Muskrat News Line of the Day

Difficile est satiram non scribere.
(It is difficult not to write satire.)
--Juvenal


Scientists Retract Story on Ecstasy Brain Damage
Fri September 5, 2003 06:02 PM ET
WASHINGTON (Reuters) - Researchers horrified to find they had used a mislabeled bottle in an experiment retracted their findings on Friday, saying they had failed to show the drug Ecstasy can cause a certain pattern of brain damage.
Their original report, published in September 2002, said they had found Parkinson's disease-like damage in the brains of monkeys injected with Ecstasy. or MDMA.
"The authors recently discovered that the drug used to treat all but one animal in that report came from a bottle that contained methamphetamine instead of the intended drug, MDMA ('Ecstasy')," the American Association for the Advancement of Science, which published the study in its journal Science, said in a statement.

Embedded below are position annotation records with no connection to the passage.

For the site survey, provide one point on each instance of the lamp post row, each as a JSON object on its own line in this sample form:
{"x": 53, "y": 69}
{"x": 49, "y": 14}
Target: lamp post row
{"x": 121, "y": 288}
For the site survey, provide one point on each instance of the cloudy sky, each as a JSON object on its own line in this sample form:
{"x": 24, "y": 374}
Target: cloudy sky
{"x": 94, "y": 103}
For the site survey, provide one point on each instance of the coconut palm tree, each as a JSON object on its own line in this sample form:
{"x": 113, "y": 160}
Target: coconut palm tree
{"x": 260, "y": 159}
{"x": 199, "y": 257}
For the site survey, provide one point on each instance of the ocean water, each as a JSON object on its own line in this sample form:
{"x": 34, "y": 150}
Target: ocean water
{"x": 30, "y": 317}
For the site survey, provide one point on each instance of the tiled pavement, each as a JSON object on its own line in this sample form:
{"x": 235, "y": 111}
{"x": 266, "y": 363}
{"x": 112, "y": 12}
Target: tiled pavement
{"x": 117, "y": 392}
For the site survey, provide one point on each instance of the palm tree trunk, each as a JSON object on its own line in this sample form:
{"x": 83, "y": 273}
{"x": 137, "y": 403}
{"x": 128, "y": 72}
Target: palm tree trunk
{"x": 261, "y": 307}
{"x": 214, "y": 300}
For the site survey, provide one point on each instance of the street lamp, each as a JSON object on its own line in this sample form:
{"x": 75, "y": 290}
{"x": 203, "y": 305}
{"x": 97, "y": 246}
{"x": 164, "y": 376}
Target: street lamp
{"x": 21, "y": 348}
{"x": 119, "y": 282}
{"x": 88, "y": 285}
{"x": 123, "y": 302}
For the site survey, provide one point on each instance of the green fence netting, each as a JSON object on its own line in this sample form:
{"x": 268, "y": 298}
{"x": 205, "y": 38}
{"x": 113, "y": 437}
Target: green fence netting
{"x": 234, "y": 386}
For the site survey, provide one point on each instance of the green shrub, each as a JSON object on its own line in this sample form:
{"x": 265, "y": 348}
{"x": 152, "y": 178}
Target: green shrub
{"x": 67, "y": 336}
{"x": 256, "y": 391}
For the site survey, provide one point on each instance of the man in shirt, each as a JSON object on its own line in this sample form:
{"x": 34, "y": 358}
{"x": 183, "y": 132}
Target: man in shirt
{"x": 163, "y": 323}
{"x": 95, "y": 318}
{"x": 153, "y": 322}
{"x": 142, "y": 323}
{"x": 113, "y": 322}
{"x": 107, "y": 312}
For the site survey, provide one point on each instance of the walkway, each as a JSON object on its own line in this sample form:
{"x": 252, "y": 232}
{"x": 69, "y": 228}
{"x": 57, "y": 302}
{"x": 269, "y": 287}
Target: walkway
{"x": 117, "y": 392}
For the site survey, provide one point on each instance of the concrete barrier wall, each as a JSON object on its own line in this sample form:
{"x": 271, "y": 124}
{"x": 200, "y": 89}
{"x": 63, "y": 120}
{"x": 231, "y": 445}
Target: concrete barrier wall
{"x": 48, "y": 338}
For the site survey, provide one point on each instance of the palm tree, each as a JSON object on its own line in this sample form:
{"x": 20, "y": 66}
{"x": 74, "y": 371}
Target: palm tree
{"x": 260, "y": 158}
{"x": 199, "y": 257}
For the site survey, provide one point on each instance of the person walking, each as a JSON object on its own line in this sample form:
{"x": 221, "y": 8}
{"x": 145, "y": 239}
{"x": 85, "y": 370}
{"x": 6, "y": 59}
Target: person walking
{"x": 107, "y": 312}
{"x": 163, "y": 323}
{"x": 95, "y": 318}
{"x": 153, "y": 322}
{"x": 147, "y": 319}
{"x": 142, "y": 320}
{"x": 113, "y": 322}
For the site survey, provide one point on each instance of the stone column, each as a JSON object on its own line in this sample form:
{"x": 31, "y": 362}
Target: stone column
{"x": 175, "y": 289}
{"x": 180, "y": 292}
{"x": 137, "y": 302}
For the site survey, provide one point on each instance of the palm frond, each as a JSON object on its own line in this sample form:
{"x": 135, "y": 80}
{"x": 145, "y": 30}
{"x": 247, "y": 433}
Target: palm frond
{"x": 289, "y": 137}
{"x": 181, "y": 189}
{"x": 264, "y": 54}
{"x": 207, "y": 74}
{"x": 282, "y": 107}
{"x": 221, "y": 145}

"This explains a lot," said a visibly agitated Professor Popo, of the New Mexico Institute for Stoned and Disoriented Animals.  "We were having a huge number of fistfights in the lab, all the researchers were working 36-hour shifts, and frankly, the dances were awful."  The news has also cast doubt on some of the labs previous discoveries, including a 2001 report in which they claimed that repeated use of cocaine had a laxative effect and a 2000 study that heroin "tasted salty."  

The mix-up was blamed on a member off the laboratory's support staff.  "Jeff was clearly supposed to be responsible for labeling the bottles," said Dr. Popo.  "He was supposed to put the name of the chemical on the label, along with the batch number and whether it was for research, lunch, or recreational use."  But apparently there were problems with the system.  "He was definitely shorting us on the THC," said one staffer, "And I know for a fact he was cutting the LSD with talcum powder."  Jeff could not be contacted for an interview.  Nobody answered the door at his bullet-riddled trailer, and he did not return several calls.

In the meantime, the Institute plans to continue its work.  Work is currently underway on what is expected to be a ground-breaking study on the effects of Zoloft on Marmosets.  Preliminary results indicate that it makes their teeth whiter.

(Remember, Kids, the part in bold is actual 100% news-flavored media product.  The rest is the fakey part.)